Of course you can be an outsider, as many if not most protagonists in fiction are, without having a “disorder”. From the moment we realize, at around age eight or nine, that we have both an inner and an outer life and that the two cannot always be reconciled, we are all, in some sense, outsiders. I’m not sure what we should call novels that focus on a young person’s struggle between those worlds (and remind us of our own continuing struggle to reconcile them, regardless of age), but something more important than “coming of age” or even “growing up” goes on in them, and they end in a different place.
The protagonist in these stories holds to something in his inner life–a dream, a conviction, a quest, a desire, a quality of self-that he believes to be essential to him, so that he can’t afford to give it up or give in, no matter how much pressure or ridicule he may experience from others, sometimes very powerful others, who claim to know better for him or at least know better about how the world works. He is tempted and discouraged along the way, and he may sustain great losses, but he gradually finds the courage to be true to himself, and to see that those who oppose him are not as strong as he thought.

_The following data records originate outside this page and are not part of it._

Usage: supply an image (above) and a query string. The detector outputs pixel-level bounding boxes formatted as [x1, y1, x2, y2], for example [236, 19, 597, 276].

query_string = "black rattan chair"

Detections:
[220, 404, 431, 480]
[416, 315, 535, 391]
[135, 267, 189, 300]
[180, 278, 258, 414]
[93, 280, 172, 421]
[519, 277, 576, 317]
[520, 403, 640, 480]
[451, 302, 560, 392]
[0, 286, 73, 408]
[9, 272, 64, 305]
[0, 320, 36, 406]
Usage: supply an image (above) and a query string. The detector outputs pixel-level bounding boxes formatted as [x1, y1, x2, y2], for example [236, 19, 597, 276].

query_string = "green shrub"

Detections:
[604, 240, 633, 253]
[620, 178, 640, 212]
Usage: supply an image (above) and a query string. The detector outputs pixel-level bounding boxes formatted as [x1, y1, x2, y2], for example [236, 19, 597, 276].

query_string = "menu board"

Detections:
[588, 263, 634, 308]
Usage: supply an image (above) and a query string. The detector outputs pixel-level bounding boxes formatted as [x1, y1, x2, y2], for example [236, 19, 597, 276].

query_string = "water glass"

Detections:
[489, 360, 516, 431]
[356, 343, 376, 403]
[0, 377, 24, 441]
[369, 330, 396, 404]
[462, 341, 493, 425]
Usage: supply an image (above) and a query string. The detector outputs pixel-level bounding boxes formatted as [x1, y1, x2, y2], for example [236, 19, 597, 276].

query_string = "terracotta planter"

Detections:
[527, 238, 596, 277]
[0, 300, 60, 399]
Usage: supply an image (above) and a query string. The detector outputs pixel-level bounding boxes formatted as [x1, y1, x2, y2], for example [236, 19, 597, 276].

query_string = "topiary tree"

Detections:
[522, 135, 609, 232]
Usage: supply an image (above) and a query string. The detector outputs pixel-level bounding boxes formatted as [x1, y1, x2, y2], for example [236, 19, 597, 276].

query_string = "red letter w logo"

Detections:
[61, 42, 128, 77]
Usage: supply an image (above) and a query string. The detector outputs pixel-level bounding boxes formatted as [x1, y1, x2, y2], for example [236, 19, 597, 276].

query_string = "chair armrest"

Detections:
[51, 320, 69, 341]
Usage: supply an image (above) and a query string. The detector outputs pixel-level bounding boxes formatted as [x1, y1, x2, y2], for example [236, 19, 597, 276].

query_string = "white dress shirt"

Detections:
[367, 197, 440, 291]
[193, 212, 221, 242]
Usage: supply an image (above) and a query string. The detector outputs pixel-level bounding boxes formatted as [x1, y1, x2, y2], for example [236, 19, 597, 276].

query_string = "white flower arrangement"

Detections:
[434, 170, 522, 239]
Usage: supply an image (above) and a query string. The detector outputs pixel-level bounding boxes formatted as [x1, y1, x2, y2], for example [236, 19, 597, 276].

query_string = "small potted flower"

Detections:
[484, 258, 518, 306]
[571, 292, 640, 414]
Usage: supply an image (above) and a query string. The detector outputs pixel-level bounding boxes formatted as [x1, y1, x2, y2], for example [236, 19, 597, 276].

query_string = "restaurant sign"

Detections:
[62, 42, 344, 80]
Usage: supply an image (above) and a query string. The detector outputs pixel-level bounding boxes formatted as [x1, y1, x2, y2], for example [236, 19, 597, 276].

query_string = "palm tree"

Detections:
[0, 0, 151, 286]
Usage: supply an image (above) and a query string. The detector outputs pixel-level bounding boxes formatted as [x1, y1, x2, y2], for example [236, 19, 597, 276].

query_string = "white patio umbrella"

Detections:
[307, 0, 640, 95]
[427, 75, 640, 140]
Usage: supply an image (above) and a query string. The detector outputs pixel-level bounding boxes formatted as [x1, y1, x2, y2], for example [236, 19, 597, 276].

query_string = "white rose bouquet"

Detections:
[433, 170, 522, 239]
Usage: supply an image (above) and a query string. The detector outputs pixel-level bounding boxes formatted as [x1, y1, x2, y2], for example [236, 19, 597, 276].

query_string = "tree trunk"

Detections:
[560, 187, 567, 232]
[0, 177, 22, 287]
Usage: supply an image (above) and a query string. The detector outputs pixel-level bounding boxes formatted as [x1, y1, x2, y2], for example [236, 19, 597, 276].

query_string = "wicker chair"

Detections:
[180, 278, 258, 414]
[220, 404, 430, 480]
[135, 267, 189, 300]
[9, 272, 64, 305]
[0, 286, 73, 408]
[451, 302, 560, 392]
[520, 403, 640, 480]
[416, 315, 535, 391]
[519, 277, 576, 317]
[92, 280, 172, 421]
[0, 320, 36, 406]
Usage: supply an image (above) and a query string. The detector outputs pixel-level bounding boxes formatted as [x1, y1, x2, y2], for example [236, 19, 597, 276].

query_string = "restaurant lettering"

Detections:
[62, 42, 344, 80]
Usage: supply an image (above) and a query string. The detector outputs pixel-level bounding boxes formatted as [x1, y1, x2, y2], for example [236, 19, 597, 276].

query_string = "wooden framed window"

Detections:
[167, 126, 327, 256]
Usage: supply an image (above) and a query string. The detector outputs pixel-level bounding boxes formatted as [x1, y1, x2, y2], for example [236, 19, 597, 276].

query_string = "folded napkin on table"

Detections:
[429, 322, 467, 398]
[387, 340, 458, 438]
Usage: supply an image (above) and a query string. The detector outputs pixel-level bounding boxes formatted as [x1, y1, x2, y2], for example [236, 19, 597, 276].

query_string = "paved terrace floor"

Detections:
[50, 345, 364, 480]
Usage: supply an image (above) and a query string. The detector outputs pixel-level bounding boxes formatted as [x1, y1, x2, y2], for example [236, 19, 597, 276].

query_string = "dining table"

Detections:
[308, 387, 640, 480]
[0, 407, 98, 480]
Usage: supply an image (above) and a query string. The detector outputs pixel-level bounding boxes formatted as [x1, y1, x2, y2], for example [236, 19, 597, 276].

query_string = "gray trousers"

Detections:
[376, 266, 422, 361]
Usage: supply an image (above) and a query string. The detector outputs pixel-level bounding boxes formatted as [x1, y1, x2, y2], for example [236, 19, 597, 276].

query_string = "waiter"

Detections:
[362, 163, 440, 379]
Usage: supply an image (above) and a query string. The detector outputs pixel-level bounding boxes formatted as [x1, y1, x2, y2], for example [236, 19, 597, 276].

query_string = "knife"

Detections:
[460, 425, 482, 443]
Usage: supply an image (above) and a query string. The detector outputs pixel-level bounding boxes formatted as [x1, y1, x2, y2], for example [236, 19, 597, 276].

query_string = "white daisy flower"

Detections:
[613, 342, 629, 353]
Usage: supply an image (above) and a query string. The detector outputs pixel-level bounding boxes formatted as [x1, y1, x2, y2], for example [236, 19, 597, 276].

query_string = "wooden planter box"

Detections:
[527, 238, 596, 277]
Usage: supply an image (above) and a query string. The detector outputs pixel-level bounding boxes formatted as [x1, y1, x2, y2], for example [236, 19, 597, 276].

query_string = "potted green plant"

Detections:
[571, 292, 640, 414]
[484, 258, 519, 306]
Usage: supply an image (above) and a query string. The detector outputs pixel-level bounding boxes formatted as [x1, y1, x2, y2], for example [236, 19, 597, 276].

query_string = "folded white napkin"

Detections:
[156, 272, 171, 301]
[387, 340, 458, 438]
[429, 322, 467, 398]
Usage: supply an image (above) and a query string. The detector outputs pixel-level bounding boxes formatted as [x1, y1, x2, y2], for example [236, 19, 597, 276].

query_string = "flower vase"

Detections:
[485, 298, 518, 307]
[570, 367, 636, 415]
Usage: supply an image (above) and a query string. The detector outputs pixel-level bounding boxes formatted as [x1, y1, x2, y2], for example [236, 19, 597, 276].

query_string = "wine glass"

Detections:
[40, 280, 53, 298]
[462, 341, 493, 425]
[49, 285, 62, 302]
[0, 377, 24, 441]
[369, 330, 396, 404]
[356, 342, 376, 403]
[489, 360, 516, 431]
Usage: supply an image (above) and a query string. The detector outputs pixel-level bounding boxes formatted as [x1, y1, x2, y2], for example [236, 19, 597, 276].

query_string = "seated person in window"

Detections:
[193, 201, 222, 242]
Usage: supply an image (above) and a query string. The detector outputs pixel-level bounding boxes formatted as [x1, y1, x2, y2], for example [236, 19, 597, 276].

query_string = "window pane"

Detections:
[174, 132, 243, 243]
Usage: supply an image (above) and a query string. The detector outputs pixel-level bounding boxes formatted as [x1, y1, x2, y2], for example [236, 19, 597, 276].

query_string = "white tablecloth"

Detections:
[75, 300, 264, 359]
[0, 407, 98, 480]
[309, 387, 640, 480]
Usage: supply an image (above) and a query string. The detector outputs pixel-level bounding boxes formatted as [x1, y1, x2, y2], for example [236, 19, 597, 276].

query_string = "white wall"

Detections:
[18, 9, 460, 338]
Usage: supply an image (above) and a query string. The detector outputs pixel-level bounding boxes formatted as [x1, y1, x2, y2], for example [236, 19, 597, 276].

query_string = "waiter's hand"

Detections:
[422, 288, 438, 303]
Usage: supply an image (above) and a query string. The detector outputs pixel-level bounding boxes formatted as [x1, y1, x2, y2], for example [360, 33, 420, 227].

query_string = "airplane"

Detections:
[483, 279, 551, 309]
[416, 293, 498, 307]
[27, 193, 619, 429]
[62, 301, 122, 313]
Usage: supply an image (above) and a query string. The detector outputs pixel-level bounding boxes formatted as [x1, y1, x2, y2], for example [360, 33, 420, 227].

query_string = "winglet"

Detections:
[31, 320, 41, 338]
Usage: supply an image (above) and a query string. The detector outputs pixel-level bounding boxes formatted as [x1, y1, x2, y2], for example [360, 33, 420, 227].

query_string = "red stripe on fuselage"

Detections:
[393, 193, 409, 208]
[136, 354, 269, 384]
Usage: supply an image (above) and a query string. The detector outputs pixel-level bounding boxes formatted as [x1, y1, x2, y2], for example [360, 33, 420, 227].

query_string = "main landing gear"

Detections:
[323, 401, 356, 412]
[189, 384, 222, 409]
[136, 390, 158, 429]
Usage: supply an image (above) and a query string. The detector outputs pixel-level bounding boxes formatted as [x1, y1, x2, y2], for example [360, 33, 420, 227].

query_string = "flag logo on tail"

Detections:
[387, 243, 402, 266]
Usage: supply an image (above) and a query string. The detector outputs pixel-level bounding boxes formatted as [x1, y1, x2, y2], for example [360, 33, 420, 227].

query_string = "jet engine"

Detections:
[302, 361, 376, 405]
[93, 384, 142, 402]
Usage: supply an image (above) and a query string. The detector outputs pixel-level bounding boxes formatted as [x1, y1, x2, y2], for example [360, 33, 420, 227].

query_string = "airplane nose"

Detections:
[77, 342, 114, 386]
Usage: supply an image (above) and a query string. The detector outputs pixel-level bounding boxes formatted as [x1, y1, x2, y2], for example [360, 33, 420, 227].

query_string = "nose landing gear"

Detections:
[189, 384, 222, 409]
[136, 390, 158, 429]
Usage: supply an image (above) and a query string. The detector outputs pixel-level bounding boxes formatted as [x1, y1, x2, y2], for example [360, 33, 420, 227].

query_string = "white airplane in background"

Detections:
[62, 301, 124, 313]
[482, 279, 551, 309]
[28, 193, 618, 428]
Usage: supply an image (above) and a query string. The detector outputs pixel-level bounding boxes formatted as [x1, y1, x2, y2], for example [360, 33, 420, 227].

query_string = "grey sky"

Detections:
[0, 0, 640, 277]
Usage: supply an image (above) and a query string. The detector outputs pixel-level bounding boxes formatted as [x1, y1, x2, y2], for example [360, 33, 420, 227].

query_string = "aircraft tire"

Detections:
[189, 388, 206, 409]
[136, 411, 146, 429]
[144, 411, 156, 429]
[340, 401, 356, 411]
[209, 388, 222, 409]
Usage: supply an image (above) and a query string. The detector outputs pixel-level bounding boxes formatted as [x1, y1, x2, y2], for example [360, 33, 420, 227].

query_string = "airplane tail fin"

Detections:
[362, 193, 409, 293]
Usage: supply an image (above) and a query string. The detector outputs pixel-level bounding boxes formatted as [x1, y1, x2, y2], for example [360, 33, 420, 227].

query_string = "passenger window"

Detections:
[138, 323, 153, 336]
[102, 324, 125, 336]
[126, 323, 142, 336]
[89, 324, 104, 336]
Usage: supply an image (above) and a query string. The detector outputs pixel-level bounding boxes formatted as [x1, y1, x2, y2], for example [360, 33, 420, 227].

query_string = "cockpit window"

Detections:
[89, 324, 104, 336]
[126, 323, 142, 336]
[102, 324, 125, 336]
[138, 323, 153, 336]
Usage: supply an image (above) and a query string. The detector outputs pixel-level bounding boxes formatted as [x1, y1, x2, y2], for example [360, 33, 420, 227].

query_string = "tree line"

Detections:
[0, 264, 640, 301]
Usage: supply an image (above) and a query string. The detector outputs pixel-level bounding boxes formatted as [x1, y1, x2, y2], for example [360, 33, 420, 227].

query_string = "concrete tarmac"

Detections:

His courage allows him to persist in bringing that essential something forward with him. He does make peace with the realities of the outer world (there being fewer territories to light out for these days, at least physical ones), but he has terms. When the handshakes are over, some new things have happened. The family or the town or the society has had to change a little too, to flex a moment and become that much more accepting, because of him. In a kind of ripple effect, people around him may have rediscovered their own courage by witnessing his example. These characters aren’t just growing up and taking their place in society, they are the society’s growing tip.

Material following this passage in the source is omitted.